Otaku USA Magazine
INTERVIEW: Keep Track of Your Manga with Vernieda Vergara’s My Manga Collection Book

If you read so much manga you need a tracker for it, there’s a new book that has you covered. My Manga Collection: That Time I Read So Much Manga That I Needed This Tracker to Record Everything, from the God-Tier Volumes to Trash Faves and Must-Reads! by Vernieda Vergara is out now, so Otaku USA spoke to Vergara about the book, its setup, and her top 50 manga titles.


How did you first get interested in manga?

Like a lot of manga readers from that time, I actually got into anime first. While companies like VIZ and Dark Horse were releasing manga, it looked nothing like today’s market where you can’t keep up with new monthly releases even if you wanted to. Anyway, I realized some of these anime series were based on manga and began trying to track them down. I didn’t always succeed—because, again, it was a different time and there were no English editions—but I found others. The rest is history.

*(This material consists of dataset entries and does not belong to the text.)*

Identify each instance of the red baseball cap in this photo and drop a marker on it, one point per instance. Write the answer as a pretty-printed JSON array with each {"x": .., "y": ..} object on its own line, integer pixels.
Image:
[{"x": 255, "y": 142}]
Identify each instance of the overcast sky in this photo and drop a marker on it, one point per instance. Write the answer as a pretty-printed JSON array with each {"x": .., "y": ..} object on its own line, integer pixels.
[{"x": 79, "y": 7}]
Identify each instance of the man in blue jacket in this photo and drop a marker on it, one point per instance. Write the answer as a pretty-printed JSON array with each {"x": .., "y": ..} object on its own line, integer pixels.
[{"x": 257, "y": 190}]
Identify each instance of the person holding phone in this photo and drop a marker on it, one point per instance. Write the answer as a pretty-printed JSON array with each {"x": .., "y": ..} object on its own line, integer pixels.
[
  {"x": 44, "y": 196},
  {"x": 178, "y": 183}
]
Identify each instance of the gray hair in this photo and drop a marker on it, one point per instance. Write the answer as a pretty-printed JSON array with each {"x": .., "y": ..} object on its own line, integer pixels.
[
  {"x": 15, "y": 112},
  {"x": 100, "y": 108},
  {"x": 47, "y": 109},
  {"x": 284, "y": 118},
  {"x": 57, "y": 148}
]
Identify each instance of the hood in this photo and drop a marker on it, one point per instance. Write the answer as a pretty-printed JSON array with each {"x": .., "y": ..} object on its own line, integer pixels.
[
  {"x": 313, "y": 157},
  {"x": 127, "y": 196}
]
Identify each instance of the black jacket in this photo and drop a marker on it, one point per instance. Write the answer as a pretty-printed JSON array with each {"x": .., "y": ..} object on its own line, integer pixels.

What was the impetus for writing this book?

In addition to being a manga reader, I’ve always been a stationery addict. Everything from do-it-yourself bullet journals to Japanese planners. So many things are digital these days, but it’s nice to have something physical that you can hold in your hands and flip through. People who collect physical manga volumes probably get this.

How did you decide to do the setup for the tracker?

I worked with the team at Adams Media and we aimed at making the tracker both structured and flexible. It’s meant to have lots of options while also having space for manga readers to customize. What was important to me was having each entry track a manga series as one whole versus each volume being its own separate entry. Many digital options track manga volumes individually, and I personally don’t think that’s the way to go. Most manga tells a serialized story, after all.

What is it about manga that you think makes it so appealing to so many people?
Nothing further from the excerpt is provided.